De l'EGFR
Historique
A cours des années 1970, la génistéine, extraite du soja, fut le premier composé sélectionné par criblage, à montrer une activité inhibitrice de la kinase associé au récepteur de l'EGFR. Par la suite, certains composés naturels ont montré leur capacité à inhiber l'activité de kinases in vitro de certaines cellules, comme la staurosponine ou la quercetine. En dépit d'une bonne sélectivité et spécificité sur des récepteurs à tyrosine kinase (RTK) isolés, ces molécules se sont révélées, par la suite, être inactives en clinique.
A la fin des années 1980, les chercheurs sont parvenus à synthétiser des analogues structuraux de ces composés naturels pour avoir des molécules actives in vivo. Cette recherche à permis la synthèse du Glivec™.
À partir des années 1990, la découverte d'une nouvelle classe chimique inhibant les tyrosines kinases, les 4-anilino-quinazoline a permis la mise au point de très nombreuses molécules actives. De très nombreuses molécules, en « inib », sont maintenant commercialisées, comme par exemple, l'erlotinib ou Tarceva™, le géfitinib ou Iressa™, l'afatinib et le lapatinib ou Tykerb/Tyverb™, .....
Deux types de traitements
LES ANTICORPS MONOCLONAUX ACTIFS PAR VOIE INJECTABLE
Les anticorps monoclonaux bloquent le domaine extra-cellulaire du récepteur du facteur de croissance cellulaire et provoquent son internalisation dans la cellule ce qui bloque son activité. On pourrait, par analogie, dire qu’ils bouchent le trou de serrure ou font disparaître la serrure…. Il s’agit, par exemple, du trastuzumab (Herceptin™), un anticorps dirigé contre le récepteur HER2 ou du cétuximab (Erbitux™), un anticorps dirigé vers le récepteur EGFR?
Ce sont grosses molécules qui nécessite une injections(perfusion, sous-cutanée).
LES PETITES MOLÉCULES INHIBITRICES DE LA TYROSINE KINASE ACTIVES PAR VOIE ORALE
Ces petites molécules chimiques sont actives par voie orale et agissent sur le domaine intracellulaire du récepteur.

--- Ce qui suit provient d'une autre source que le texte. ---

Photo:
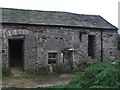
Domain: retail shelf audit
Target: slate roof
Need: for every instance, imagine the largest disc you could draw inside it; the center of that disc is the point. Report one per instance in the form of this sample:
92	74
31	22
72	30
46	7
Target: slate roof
21	16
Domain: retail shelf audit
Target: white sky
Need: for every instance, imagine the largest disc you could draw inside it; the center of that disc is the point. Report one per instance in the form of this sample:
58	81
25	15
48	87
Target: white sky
108	9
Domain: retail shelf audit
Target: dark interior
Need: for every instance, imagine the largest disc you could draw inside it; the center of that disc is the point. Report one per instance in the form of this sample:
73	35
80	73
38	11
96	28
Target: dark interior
16	52
91	46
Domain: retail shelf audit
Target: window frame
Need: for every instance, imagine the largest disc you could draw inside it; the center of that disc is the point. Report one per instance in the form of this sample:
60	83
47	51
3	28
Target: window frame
53	58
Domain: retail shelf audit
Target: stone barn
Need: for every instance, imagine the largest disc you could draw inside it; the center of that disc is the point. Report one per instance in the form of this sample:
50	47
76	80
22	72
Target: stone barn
32	39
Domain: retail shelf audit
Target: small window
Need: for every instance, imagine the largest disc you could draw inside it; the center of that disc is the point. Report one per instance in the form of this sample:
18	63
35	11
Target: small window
80	37
52	57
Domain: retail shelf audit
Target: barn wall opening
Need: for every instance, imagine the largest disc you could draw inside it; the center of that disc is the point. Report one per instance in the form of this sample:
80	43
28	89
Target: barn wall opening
16	53
91	46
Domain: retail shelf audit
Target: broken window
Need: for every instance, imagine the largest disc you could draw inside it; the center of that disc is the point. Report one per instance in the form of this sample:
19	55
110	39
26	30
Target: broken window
52	57
91	46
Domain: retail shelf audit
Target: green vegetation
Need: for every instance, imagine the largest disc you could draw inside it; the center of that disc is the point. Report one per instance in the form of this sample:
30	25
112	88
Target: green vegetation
97	75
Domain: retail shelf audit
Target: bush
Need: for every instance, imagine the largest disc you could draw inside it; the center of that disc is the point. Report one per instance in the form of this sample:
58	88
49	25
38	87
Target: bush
6	72
97	74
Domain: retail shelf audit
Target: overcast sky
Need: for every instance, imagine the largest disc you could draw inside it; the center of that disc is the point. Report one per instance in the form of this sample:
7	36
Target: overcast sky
108	9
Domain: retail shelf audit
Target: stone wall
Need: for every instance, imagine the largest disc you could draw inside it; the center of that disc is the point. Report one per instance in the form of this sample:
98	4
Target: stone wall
40	40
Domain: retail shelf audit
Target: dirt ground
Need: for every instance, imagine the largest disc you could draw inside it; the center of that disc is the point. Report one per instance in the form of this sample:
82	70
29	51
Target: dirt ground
22	79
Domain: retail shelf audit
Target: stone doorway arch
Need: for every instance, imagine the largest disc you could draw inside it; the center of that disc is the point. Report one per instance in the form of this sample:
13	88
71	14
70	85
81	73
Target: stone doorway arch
27	39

Les inhibiteurs de la tyrosine kinase bloquent, à l’intérieur de la cellule, une enzyme qui est associée au récepteur de l’EGF. Elles demeurent actives lorsqu’un ligand est fixé sur le récepteur. Pour reprendre l’image précédente, ils empêchent la clé de bouger le pêne de la serrure et la porte ainsi ne peut plus s'ouvrir.
Les anticorps monoclonaux contre l'EGFR
C’est un anticorps monoclonal chimérique (d’où le suffixe ximab ) de la catégorie des immunoglobulines IgG1 qui cible le récepteur de l’EGFR ou ErbB1, HER1.
Cet anticorps monoclonal inhibe la capacité de l’EGFR à stimuler l'activation de la tyrosine kinase. Ce blocage entraîne une inhibition de la croissance tumorale en entravant les effets de l'activation du récepteur EGFR, notamment l'invasion tumorale et les métastases, la réparation cellulaire et l'angiogenèse.
Ce médicament représente une avancée importante dans le traitement de certains cancers ORL et des cancers colorectaux métastatiques. Dans cette dernière indication, Erbitux™ ralentit la progression de la maladie de plus de 4 mois et réduit la taille des tumeurs d'au moins 50 % chez 23 % des sujets. Une stabilisation ou une amélioration de l'état est obtenue dans chez plus de la moitié des patients.
Les indications homologuées sont pour le traitement
- Du cancer colorectal métastatique avec gène KRAS de type sauvage exprimant le récepteur du facteur de croissance épidermique (EGFR) :
- En association avec une chimiothérapie à base d'irinotécan
- En association au FOLFOX, en première ligne
- En monothérapie après échec d'un traitement à base d'oxaliplatine et d'irinotécan et en cas d'intolérance à l'irinotécan.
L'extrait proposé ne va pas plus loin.